House Minority Leader Nate Gentry, R-Albuquerque, voted for the bill along with GOP Reps. Jim Dines, of Albuquerque, Rebecca Dow, of Truth or Consequenses, Kelly Fajardo, of Belen, and Sarah Maestas Barnes, of Albuquerque.

And Rep. Jim Smith, R-Albuquerque, sponsored the measure in the House, replying to a barrage of seemingly scripted questions from some of his fellow Republicans.

Some questioned why the bill applies to ballot measures. Rep. Dennis Roch, R-Logan, brought up the case of a Silicon Valley executive who lost his job after donating to an anti-gay marriage initiative in California.

Roch said such donations could end up becoming “thought-crimes.”

Rep. Greg Nibert, R-Roswell, agreed: “This could cause some people to not get involved in the process here. It could cause some people not to contribute, not to give.”

But Smith said the changes are needed to clear up inconsistencies in laws approved in 2009, before the 2010 Supreme Court decision in Citizens United vs. the FEC. That decision allowed unlimited contributions to political action committees and spending as long as there is no coordination with candidates or political parties.

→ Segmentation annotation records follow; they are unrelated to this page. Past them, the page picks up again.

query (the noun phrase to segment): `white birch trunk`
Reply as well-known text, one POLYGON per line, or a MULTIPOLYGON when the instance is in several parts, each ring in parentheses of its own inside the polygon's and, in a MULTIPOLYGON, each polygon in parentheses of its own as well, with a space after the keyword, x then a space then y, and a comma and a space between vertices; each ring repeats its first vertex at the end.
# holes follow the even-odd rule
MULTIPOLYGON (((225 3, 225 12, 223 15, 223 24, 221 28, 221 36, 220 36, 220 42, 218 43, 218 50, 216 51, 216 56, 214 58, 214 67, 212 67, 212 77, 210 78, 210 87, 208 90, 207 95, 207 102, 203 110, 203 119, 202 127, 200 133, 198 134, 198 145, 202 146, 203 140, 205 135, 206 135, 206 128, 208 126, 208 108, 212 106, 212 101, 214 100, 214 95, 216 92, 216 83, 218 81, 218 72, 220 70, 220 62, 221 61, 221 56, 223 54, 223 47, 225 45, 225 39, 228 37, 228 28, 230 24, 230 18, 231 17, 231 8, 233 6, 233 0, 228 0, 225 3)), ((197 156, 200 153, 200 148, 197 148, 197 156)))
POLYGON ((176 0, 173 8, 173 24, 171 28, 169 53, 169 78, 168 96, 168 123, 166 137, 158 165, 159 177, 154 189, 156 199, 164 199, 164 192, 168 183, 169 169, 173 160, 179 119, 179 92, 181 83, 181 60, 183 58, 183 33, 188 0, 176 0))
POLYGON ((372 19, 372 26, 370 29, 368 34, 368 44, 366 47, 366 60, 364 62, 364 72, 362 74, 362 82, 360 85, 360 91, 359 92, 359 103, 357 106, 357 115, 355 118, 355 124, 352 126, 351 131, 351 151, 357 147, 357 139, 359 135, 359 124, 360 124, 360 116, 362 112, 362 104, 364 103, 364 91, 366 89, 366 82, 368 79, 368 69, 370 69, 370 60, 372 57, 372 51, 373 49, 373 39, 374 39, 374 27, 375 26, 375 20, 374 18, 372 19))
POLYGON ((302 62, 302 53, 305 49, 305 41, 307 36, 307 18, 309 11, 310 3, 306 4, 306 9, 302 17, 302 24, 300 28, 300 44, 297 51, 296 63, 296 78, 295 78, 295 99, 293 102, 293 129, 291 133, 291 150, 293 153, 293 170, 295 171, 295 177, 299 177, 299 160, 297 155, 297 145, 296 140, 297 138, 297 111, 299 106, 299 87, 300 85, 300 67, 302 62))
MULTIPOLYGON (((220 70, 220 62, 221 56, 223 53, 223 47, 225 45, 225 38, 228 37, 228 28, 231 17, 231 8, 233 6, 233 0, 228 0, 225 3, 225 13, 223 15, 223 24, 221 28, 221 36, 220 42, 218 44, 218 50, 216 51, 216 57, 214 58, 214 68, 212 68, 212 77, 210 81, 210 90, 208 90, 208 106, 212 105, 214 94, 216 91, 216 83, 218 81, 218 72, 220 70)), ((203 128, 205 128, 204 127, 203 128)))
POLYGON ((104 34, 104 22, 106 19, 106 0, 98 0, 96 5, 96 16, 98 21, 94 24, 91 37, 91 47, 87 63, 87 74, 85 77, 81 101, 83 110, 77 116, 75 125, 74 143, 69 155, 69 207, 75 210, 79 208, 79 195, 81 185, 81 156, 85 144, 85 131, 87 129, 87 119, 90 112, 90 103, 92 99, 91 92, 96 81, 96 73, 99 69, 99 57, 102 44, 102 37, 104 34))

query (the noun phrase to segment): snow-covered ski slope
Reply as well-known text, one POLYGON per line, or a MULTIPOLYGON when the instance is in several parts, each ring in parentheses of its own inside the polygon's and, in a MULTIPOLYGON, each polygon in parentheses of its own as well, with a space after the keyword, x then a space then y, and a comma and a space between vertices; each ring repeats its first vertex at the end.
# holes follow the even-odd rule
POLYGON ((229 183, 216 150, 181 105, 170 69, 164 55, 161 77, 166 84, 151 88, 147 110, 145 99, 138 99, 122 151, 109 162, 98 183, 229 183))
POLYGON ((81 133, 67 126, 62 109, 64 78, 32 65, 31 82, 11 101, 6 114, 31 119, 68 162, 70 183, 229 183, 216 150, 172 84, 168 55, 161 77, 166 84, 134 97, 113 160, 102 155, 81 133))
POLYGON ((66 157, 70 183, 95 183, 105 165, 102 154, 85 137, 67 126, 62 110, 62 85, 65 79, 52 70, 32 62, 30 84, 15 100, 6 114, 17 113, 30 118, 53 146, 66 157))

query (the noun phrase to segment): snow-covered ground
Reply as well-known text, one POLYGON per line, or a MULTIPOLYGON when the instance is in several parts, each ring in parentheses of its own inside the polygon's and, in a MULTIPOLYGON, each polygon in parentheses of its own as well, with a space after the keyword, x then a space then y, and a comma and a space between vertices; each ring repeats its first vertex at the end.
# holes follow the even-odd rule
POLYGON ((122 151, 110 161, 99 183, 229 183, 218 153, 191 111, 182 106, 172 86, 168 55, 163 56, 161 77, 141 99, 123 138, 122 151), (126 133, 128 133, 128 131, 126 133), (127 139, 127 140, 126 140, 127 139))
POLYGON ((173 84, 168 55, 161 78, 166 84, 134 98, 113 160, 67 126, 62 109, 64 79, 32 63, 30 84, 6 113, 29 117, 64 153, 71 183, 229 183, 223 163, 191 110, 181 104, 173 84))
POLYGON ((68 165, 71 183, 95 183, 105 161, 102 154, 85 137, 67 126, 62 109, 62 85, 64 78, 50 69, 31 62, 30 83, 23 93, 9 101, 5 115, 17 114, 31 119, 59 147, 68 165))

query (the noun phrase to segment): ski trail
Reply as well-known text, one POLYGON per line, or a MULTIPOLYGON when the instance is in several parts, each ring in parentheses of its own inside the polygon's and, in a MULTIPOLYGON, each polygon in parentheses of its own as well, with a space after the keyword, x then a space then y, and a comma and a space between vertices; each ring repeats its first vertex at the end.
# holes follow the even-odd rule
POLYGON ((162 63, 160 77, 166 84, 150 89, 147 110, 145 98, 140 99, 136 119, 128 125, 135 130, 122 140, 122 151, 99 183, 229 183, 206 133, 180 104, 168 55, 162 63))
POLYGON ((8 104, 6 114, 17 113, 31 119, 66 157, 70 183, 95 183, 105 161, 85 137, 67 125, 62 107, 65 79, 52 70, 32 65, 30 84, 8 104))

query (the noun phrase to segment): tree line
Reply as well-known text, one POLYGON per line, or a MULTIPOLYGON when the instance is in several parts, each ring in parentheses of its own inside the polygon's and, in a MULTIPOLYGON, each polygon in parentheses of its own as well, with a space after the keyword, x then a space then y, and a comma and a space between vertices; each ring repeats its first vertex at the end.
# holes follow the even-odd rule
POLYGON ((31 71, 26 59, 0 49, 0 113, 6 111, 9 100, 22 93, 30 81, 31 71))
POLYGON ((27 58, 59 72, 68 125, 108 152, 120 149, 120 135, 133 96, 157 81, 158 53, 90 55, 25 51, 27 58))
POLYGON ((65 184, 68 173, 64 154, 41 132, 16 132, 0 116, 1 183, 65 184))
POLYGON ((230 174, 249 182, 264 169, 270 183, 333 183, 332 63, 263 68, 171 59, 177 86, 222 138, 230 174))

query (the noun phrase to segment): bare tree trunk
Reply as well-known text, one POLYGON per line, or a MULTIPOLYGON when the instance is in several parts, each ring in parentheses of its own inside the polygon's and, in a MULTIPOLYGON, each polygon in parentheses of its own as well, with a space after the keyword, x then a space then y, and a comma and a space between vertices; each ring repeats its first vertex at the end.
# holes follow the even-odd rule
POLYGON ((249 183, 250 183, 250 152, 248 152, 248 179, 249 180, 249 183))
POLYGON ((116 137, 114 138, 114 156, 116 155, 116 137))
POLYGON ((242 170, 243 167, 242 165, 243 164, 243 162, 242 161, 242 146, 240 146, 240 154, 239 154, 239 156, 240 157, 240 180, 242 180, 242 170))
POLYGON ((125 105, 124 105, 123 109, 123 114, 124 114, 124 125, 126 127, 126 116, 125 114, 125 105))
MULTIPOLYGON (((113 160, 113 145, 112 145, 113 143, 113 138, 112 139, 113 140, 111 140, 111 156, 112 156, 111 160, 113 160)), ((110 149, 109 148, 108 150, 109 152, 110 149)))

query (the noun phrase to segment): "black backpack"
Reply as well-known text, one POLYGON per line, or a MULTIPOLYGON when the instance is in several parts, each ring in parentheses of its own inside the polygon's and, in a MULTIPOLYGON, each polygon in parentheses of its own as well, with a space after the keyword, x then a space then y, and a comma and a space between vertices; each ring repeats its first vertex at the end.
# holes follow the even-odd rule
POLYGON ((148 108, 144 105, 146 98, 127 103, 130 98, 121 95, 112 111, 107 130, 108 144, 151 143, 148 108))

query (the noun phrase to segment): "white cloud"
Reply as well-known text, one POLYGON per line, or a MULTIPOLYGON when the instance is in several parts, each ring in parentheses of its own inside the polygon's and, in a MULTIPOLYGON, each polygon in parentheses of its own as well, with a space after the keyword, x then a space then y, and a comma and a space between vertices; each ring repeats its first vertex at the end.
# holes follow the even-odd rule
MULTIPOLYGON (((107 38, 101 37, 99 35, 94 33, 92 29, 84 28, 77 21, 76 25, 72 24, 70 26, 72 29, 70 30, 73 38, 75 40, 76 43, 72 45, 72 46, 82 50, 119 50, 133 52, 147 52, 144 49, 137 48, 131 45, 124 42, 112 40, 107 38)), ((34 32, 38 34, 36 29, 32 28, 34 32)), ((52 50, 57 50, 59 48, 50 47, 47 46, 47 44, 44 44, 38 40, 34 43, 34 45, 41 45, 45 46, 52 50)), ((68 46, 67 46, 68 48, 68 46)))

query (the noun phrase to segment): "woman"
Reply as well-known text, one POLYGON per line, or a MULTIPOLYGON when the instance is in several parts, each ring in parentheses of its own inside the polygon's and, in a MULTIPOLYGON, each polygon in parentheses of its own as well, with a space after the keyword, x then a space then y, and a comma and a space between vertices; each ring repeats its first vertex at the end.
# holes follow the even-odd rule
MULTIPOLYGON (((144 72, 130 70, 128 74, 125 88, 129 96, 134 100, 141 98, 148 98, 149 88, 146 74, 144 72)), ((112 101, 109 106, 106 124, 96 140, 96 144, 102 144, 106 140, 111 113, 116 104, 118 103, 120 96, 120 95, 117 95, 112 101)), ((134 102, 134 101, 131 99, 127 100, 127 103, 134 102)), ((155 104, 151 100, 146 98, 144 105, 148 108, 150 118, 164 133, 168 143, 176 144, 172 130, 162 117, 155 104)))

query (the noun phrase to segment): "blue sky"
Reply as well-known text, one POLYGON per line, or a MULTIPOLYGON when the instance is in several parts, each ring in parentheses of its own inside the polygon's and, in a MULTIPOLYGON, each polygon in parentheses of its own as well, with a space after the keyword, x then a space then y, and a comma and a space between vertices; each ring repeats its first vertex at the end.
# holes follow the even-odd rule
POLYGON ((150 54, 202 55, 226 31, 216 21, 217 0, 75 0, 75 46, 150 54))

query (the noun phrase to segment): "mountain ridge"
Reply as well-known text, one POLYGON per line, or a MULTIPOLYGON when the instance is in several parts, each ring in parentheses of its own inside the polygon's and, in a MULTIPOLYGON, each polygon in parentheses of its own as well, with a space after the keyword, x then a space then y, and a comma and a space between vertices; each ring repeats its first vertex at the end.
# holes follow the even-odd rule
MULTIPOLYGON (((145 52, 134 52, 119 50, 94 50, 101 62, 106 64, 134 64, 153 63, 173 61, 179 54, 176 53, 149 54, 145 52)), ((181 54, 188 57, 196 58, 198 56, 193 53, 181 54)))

SB 96 defines such coordination, and requires disclosure by nonprofits that mention candidates within a certain time frame before a primary or general election.

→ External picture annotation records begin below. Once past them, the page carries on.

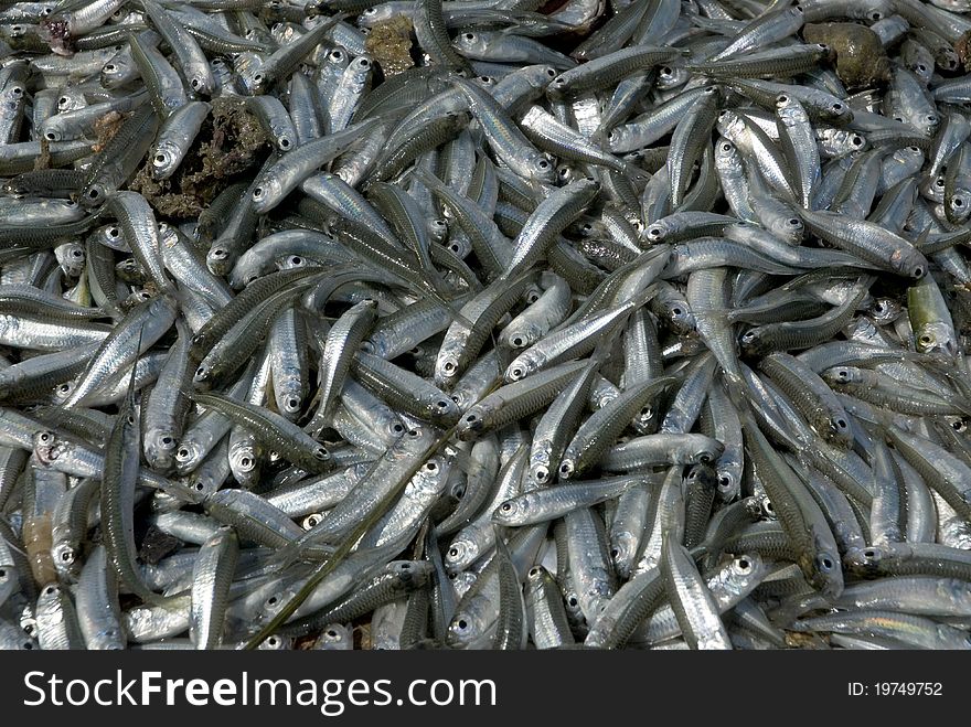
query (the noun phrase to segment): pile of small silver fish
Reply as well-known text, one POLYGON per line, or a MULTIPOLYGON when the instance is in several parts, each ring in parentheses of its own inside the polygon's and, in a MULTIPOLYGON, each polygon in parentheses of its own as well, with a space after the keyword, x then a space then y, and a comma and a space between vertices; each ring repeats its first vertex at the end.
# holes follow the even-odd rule
POLYGON ((971 648, 971 2, 371 2, 0 1, 0 648, 971 648))

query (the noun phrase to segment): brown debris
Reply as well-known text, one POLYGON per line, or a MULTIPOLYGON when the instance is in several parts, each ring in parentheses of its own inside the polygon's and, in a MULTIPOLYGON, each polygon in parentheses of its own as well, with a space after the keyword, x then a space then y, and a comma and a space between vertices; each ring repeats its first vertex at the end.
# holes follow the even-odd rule
POLYGON ((964 73, 971 73, 971 30, 961 35, 954 43, 958 61, 964 66, 964 73))
POLYGON ((175 173, 167 180, 152 179, 148 158, 130 189, 141 192, 160 215, 191 220, 244 172, 262 163, 267 151, 266 133, 245 101, 234 96, 214 98, 212 113, 175 173))
POLYGON ((95 146, 92 147, 92 151, 95 153, 99 152, 104 149, 108 142, 115 138, 115 135, 118 133, 118 129, 121 128, 121 122, 125 120, 125 116, 119 114, 118 111, 108 111, 97 121, 95 121, 95 146))
POLYGON ((364 49, 385 76, 396 76, 415 65, 412 58, 412 21, 395 15, 376 23, 364 41, 364 49))
POLYGON ((856 23, 811 23, 802 29, 808 43, 825 43, 836 53, 836 75, 855 90, 890 77, 890 61, 879 35, 856 23))

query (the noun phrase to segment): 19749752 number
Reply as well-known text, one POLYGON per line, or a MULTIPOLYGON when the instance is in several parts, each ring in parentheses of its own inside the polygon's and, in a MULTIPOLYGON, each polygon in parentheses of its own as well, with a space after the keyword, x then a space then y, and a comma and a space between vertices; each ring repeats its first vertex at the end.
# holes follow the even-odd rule
POLYGON ((853 697, 939 697, 943 695, 943 685, 940 682, 873 682, 871 684, 850 682, 847 694, 853 697))

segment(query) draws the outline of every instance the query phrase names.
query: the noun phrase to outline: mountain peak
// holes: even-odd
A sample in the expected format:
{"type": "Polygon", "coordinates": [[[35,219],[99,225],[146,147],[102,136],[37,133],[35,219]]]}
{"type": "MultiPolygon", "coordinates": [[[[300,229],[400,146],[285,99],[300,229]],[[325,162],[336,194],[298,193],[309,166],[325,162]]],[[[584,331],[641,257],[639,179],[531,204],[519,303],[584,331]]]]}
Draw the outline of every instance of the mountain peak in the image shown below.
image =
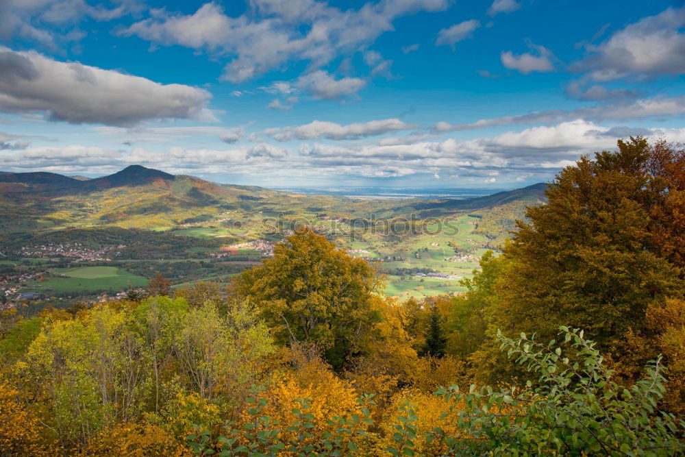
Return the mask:
{"type": "Polygon", "coordinates": [[[155,180],[173,180],[174,175],[142,165],[129,165],[124,169],[109,176],[103,176],[88,182],[88,186],[120,187],[122,186],[140,186],[155,180]]]}

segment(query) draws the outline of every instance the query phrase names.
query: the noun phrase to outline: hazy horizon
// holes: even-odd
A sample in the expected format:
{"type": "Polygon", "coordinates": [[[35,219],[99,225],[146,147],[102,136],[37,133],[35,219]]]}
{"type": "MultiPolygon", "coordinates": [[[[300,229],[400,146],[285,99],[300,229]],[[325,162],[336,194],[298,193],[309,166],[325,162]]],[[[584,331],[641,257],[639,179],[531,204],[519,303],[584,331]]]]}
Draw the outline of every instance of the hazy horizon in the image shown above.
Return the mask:
{"type": "Polygon", "coordinates": [[[515,188],[685,140],[682,2],[0,6],[0,169],[515,188]]]}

But it wouldn’t apply to TV ads like the ones ProgressNow and other groups ran last summer criticizing Martinez, because she wasn’t running for office.

Viki Harrison, executive director of Common Cause New Mexico, lauded the House vote.

“This is a historic day in New Mexico,” she said. “It will make our campaign reporting act constitutional… This gives clear, bright lines.”

Both Harrison and Wirth said they weren’t thrilled by the increase in campaign contributions for lawmakers. The limits will go from $2,500 each for the primary and general election to $5,000. That means House candidates could raise $10,000 from a single donor over two years, while Senate candidates could raise $20,000 over four years.

“We are not willing to give up progress to get to perfection,” Harrison said.

Senate Bill 97 refines and clarifies state law on public financing, which applies to  judges and public regulation commissioners.

The two campaign finance measures weren’t listed on the digital House floor agenda until after discussion on SB 96 began, and committee amendments to the bills weren’t posted until an hour into the debate.

Harrison said she didn’t know the bills would be heard until about an hour in advance, and she got in her car and drove to Santa Fe from Rio Rancho.